Sixteen of the 26 patients underwent fertility-sparing surgery known as salpingo-oophorectomy, and chemotherapy. In this conservative procedure, the surgeon removes only the affected ovary and fallopian tube, leaving the rest of the reproductive system intact.

Five pregnancies have occurred among the 16 patients who had fertility-sparing surgery and chemotherapy. One patient had two full-term pregnancies while another patient had one full-term pregnancy and is expecting her second child. According to researchers, neither patient had difficulty conceiving, and there is no evidence of birth defects or other disabilities in any of the babies. Another patient pregnant at the time of the study has not continued with follow-up.

"By using conservative surgery and chemotherapy, instead of radiation, we have found a way to successfully treat these patients of child-bearing years, and still give them the opportunity to have their fertility," said Dr. Gershenson, who directs M. D. Anderson's Blanton - Davis Ovarian Cancer Research Program.

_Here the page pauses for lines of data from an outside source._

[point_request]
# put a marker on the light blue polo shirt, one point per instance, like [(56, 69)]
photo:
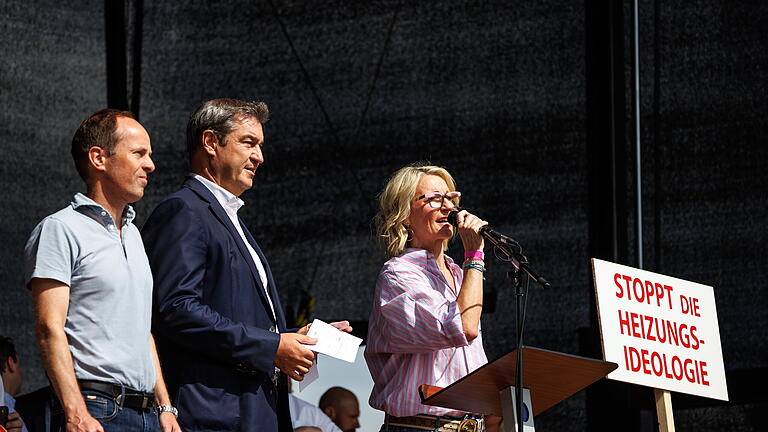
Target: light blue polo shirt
[(110, 296)]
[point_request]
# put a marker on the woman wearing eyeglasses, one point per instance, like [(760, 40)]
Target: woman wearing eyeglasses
[(424, 326)]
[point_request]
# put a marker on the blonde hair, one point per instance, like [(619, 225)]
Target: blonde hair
[(395, 205)]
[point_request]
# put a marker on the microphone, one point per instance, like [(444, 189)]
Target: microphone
[(507, 245), (492, 235)]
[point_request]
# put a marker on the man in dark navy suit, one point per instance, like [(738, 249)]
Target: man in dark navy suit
[(220, 329)]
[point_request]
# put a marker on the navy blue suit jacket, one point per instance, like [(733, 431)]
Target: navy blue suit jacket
[(211, 317)]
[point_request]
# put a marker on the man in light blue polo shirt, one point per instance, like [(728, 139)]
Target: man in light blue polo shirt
[(92, 288)]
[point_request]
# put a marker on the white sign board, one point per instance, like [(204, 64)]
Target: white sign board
[(662, 331)]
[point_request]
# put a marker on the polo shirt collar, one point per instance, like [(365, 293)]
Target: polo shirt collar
[(86, 205)]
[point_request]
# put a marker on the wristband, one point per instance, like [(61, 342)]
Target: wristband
[(474, 254), (166, 408)]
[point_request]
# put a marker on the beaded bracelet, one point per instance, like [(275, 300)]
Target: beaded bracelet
[(475, 267), (473, 261), (474, 264), (474, 254)]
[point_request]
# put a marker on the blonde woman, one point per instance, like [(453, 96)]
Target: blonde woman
[(424, 327)]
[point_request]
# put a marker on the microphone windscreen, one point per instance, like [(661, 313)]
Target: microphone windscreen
[(452, 217)]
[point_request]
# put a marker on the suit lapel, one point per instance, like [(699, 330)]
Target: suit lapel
[(222, 216)]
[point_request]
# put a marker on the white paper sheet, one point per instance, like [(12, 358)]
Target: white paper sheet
[(310, 377), (333, 342)]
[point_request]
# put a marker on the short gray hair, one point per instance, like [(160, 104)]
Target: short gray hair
[(220, 116)]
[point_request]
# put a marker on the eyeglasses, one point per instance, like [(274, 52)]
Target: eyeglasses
[(435, 199)]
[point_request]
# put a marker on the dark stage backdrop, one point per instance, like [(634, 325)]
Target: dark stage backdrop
[(495, 91)]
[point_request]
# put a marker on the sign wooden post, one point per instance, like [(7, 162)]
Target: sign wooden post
[(664, 410), (663, 333)]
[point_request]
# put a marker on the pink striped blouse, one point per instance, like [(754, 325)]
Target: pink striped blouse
[(415, 335)]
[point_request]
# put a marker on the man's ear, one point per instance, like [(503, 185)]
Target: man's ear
[(10, 365), (97, 157), (210, 142)]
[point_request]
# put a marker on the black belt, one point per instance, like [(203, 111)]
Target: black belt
[(123, 396), (437, 423)]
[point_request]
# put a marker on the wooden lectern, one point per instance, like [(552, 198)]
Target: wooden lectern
[(551, 377)]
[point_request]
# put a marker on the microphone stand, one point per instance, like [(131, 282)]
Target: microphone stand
[(512, 253)]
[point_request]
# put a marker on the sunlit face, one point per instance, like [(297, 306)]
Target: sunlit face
[(429, 225), (127, 168), (234, 164)]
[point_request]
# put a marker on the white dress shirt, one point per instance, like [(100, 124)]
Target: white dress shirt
[(231, 205)]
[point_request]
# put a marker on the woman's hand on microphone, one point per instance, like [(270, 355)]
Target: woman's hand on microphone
[(468, 227)]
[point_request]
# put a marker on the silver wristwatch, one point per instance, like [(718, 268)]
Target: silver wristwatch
[(167, 408)]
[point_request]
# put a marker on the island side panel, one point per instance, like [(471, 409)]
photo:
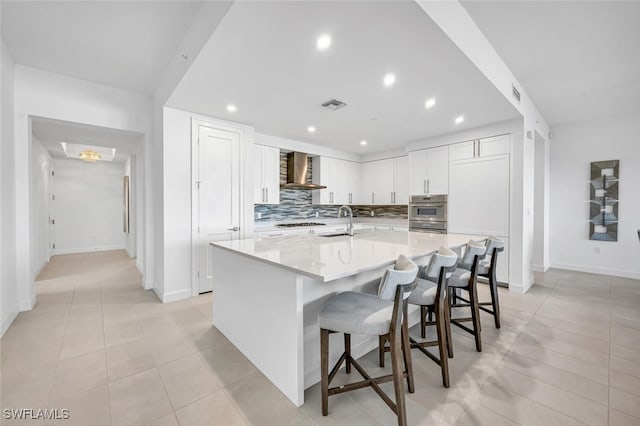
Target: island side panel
[(258, 307)]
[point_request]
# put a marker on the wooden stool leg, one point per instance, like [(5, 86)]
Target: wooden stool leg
[(475, 315), (493, 286), (398, 388), (406, 352), (447, 325), (324, 369), (347, 350), (443, 345)]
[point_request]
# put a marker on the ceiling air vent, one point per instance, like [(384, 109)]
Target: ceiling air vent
[(334, 104), (515, 92)]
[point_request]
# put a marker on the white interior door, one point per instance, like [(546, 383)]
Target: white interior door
[(218, 196)]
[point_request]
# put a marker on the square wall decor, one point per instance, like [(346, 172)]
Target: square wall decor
[(603, 206)]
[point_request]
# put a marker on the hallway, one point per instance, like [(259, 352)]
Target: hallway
[(100, 346)]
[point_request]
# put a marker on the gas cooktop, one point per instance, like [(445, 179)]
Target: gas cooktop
[(293, 225)]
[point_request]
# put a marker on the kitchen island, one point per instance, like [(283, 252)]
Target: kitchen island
[(268, 292)]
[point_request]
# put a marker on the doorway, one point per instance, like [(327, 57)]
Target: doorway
[(216, 195)]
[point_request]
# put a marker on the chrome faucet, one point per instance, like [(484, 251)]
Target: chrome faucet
[(348, 209)]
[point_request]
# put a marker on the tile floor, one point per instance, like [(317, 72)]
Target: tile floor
[(107, 350)]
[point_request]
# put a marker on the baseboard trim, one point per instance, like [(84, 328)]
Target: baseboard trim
[(172, 296), (40, 268), (89, 249), (27, 304), (597, 270), (6, 323), (540, 268)]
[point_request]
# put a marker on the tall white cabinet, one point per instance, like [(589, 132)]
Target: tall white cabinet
[(385, 181), (267, 175), (429, 171), (479, 191)]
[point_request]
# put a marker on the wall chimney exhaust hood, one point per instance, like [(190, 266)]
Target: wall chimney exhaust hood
[(297, 173)]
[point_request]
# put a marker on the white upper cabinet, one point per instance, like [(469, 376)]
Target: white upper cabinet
[(485, 147), (429, 171), (385, 181), (267, 175), (341, 177)]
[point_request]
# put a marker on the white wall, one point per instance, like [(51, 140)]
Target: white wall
[(130, 167), (573, 147), (40, 196), (8, 272), (88, 206), (44, 94)]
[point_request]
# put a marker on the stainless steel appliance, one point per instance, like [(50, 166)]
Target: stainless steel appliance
[(428, 213)]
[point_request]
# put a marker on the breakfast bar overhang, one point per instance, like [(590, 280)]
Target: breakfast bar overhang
[(267, 294)]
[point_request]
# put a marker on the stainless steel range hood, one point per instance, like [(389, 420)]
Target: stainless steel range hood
[(297, 173)]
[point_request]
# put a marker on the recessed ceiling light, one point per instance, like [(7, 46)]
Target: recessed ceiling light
[(323, 42), (389, 79)]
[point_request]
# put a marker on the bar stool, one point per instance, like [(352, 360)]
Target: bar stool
[(431, 295), (487, 269), (381, 315), (465, 277)]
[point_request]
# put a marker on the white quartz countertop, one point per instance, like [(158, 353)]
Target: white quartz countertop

"We've succeeded with effective treatment, but we must now further extend our efforts to focus on qualify of life issues, including lifestyle, sexuality and reproductive potential. It is also very important that patients with a gynecologic cancer see a physician who fully understands the biology, pathology and proper treatment of these cancers so fertility can be spared," he said.

Members of the M. D. Anderson research team included Drs. Molly Brewer, Cynthia E. Herzog, Michele Follen Mitchell, Elivio G. Silva and J. Taylor Wharton.